Bubbly flows less freely after tough year in Europe
ÃParis • Europeans are finding fewer reasons to pop open a bottle of Champagne as another year of economic troubles and high unemployment saps the region's appetite for the finer things. Although the latest industry figures show that sales might be on the wane in Europe, other markets, particularly Japan and the United States, are developing a taste for a glass of bubbly.
In what is certain to be bad news for the vineyards, France Champagne's largest market is drinking fewer bottles. Sales of Champagne for the country were down 4.9 percent, and 5 percent elsewhere in the 27-country European Union, in the first nine months of 2012, compared with the same period in 2011, according to CIVC, the national association of growers and producers of the wine.
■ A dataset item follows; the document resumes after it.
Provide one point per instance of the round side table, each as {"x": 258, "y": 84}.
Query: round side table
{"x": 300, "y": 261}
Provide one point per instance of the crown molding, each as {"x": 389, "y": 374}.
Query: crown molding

Nineteen months of rising unemployment and growing fears that the worst is yet to come have taken their toll on France nearly seven in 10 French are worried about their country's future, according to a recent poll.
"The French are pessimist by nature," said Antoine Chiquet, whose family has been producing Champagne for three generations and wine for eight. "We had a difficult election, we're in an economy where Europe's foundations are being questioned."
Nonetheless, the country managed to drink 175.7 million bottles of Champagne from Nov. 1, 2011, to Oct. 31, according to CIVC enough for nearly 3 bottles a year for every man, woman and child but about 10 million bottles fewer than the previous year. In contrast, the U.S. consumed enough for 1.5 bottles per person in 2010, the latest figures available from the California-based Wine Institute.
Although the news out of France and Europe is bad, CIVC figures show export sales were up 3 percent in the first three quarters of the year. Top markets included the U.S., Japan and, to a lesser extent, China. A total of 19.4 million bottles of Champagne went to the United States and 7.9 million went to Japan the only two countries outside Europe in the top seven export markets.
Takayasu Ogata, a Tokyo-based sommelier, said Champagne and sparkling wine consumption is climbing in Japan at a time when overall wine demand peaked about 2000. According to the French figures, Champagne consumption alone was up nearly 7 percent over a year there.
"Both individuals and restaurants are taking to Champagnes with personality, including those that are from small makers but taste good," he said.
Lower price is another reason. Gone are the days when a bottle of Moet & Chandon went for $60 or more in Japan. These days, you can get real Champagne for as little as $25.
Of course, for those with rich tastes and a budget to match there are still lots of expensive Champagnes, selling for 10 times that, according to Ogata, who works at Venture Republic, an Internet retailer, and is in charge of wines.
China is also emerging as a potentially strong market for a glass of fizz, although the numbers remain small. In 2011, the latest figures available, it ranked 19th in export markets for Champagne, apparently because consumers are less discriminating about precise origins. According to an EU ruling, only sparkling wine made in a particular region in northeast France is allowed to carry the name Champagne. The United States makes some exceptions, as long as the labeling is clear.
The sales manager at the BHG supermarket in a luxury shopping mall in Beijing confirmed that Champagne budgets are largely out of reach in China, saying most customers at the chic store will instead choose sparkling wine: "The most expensive Champagne is $1,250 a bottle at my store, but the most expensive sparkling wine is only $43," said the manager, who gave his surname, Hou.
Chiquet, whose label Gaston Chiquet produces about 200,000 bottles a year, said France and Europe generally will remain the most important markets for Champagne. But for the numbers to climb again "we'll have to rediscover optimism."
"Champagne remains a drink for celebrating the big events of life," said Chiquet. "Happily for sales, at the end of the year, the French rely on tradition. Still, we're not going to catch up. Unfortunately, what's lost already is lost."